For simplicity we run everything on a single machine, and Splunk will be taking log updates directly from a file.
So, you have already installed Splunk, and if you open “http://localhost:8080” in your browser you should be able to login as the “admin” user.
Then in menu follow to: “Manager -> Data Inputs -> Add data -> A file or directory or files”. Here we specify the file and directory name with the logs (in our case just a single file).
Confirm creating a source of logs (source type). As I said, logs can be delivered to Splunk in various ways. Each way can be named and addressed as a source type.
The log has been added. We see that Splunk has picked up the file and already parsed its lines into fields. Out of the box Splunk understands many date and time formats, but it is configurable.
Now we give a name to our source type - “test_logging” and save the settings.
Now we get back to the main page and type in our first SPL query in the search bar (in red):
sourcetype="test_logging" | table progress as float
It says: take logs from the “test_logging” data source, create a table with one column called “progress” taking values from the corresponding field, set the type of “progress” to float. At the bottom (in blue) we see the result of the query (own log already has some data). SPL uses the concept of UNIX pipes (|) feeding output from one command to the next one.
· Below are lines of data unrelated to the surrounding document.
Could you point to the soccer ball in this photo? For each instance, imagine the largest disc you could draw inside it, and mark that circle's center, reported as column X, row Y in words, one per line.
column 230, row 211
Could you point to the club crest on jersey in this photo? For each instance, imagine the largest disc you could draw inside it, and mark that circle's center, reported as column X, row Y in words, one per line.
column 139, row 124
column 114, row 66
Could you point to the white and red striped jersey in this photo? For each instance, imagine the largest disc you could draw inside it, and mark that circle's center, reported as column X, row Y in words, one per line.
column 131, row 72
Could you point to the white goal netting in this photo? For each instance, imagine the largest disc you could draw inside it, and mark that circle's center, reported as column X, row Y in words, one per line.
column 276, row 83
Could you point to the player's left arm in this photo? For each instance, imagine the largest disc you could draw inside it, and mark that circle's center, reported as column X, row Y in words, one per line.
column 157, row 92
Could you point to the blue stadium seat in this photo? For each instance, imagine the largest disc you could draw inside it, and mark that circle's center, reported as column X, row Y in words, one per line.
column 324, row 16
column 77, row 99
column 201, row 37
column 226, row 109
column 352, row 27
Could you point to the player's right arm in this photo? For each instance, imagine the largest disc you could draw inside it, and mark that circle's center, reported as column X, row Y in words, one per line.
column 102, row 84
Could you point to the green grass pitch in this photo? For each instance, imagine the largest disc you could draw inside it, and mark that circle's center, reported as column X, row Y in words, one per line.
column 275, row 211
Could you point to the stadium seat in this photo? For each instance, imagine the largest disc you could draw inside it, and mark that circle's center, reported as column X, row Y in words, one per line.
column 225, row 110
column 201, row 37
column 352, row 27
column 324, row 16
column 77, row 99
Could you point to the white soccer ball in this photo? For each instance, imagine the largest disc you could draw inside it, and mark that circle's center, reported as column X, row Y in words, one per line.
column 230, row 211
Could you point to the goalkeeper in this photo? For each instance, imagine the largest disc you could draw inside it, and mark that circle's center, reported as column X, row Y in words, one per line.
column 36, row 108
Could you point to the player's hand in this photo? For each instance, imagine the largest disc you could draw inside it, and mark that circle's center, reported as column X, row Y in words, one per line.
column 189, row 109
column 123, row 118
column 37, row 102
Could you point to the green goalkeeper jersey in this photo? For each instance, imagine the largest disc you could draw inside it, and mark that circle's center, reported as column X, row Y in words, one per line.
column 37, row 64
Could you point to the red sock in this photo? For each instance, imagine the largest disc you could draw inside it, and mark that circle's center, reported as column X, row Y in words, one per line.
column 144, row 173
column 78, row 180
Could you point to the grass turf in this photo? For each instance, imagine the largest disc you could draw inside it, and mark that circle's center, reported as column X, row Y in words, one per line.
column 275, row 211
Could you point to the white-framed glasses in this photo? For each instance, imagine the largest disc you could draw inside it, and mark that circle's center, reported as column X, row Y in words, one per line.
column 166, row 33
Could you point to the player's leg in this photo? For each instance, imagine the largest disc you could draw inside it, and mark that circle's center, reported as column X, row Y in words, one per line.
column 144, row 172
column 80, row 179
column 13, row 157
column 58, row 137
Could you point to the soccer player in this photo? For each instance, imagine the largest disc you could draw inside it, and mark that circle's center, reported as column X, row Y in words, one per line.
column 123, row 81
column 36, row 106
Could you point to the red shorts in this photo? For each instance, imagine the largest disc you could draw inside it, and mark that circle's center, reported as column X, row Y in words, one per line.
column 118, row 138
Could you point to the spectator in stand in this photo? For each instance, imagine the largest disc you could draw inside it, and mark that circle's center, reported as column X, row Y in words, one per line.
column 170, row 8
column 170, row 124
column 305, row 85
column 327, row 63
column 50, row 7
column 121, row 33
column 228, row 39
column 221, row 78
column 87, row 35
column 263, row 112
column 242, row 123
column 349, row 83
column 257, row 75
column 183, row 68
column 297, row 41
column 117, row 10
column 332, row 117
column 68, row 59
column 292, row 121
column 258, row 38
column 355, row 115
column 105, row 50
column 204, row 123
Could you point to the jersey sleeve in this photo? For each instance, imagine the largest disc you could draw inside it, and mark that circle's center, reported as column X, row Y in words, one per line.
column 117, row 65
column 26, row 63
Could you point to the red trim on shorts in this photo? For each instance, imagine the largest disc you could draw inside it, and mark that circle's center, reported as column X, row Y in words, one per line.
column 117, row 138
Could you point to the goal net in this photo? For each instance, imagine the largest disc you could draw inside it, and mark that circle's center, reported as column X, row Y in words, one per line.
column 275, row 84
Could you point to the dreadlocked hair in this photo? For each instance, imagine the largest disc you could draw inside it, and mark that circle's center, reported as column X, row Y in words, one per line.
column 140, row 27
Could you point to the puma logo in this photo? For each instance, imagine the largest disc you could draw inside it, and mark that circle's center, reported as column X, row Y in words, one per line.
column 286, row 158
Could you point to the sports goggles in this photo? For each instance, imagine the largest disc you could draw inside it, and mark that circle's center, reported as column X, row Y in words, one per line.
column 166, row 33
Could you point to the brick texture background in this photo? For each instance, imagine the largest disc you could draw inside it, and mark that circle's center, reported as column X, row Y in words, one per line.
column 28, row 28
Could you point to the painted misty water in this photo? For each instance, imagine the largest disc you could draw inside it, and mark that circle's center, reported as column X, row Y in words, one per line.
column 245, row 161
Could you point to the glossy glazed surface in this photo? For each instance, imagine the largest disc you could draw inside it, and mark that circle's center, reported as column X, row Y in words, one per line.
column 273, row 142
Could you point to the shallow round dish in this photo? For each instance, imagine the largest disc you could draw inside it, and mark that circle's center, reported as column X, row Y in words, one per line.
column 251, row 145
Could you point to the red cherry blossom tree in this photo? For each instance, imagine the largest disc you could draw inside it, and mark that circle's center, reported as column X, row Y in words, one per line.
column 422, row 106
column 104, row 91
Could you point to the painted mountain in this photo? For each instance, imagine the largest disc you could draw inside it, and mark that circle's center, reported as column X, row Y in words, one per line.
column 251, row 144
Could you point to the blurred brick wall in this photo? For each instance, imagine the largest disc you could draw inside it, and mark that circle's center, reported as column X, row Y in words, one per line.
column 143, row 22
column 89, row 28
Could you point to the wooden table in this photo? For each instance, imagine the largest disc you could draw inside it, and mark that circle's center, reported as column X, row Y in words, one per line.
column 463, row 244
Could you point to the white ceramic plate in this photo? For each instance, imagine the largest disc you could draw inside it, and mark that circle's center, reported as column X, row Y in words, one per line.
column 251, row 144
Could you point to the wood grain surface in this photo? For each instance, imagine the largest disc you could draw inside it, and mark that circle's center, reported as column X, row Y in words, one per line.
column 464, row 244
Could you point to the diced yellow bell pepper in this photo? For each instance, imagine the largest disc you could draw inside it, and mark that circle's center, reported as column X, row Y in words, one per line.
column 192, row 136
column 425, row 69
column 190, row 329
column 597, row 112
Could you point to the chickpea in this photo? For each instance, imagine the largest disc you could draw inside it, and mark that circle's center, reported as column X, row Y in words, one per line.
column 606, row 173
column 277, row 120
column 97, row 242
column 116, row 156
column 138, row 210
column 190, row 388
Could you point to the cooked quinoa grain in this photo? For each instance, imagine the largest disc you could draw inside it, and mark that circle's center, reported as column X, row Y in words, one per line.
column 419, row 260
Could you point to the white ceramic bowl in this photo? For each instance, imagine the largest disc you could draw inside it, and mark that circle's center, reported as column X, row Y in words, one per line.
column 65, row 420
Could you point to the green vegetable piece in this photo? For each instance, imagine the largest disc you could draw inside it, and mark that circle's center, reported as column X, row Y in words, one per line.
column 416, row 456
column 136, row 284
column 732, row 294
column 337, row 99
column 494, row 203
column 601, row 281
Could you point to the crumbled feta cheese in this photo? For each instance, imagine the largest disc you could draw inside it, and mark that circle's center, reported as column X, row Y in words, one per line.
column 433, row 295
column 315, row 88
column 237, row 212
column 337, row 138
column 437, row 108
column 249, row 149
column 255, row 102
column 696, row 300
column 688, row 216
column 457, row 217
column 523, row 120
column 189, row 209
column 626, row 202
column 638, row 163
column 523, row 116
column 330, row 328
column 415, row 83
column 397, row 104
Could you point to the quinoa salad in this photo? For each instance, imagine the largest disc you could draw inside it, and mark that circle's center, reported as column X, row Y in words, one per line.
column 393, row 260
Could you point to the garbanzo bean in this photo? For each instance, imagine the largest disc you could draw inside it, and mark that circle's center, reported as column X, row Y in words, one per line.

So, we have the table. Now let’s create a widget. Due to simplicity of our data (one single field) we can represent it as a speedometer gauge. Click on “Formatting options” (in blue) and set the chart type to “radial gauge” (in red). And here is our cool widget:
The first widget is ready. Now let’s create an alternative one looking differently. It will also represent the value of the progress but in the form of a horizontal bar moving from left to right. This is the query:
sourcetype="test_logging" | table _time progress | head 1
It says: using data from the “test_logging” source type create a table with two fields, “_time” and “progress”, and then take only the first line from it. Default sorting is descending by “_time”. At the bottom (in green) we see the result of the query.
Now click on “Formatting options”, choose “bar” (in green), set the interval for the Y-axis from 0 to 100. For some reason, the X-axis is vertical here (this axis will represent “_time”), and the Y-axis is horizontal (this one will show “progress”). Because our query on the previous picture already shown “100”, the widget is fully filled.
Describing the first widget I deliberately skipped how to save the query. We will do it now. We click on “Create” and then “Dashboard panel…” (in red) and save the settings. We name the first widget as “Speedometer” and the second - “Progress bar”.
Along with saving the first widget we will be asked to create a new panel, a dashboard. Let’s call it “Test logging”. When saving the second widget we will add it to the already created one.
Finally, we click on “Dashboards & View”, select your dashboard and it will be shown like:
There is no data here, so the panels are empty. We see the name of the dashboard (in red), the names of the widgets (in yellow) and two “Edit” buttons (in blue) allowing updating queries and visual representation on the fly. Before starting our Ruby script, we need to click on the both “Edit” buttons and set the time interval from “rt-1s” to “rt”. Such interval means getting updates each second.
Now let’s click on “On” and kick off the script!
A little video how it works:
That’s it.
The example, as I said, is very simple, but I hope it gives you as least initial understanding of Splunk.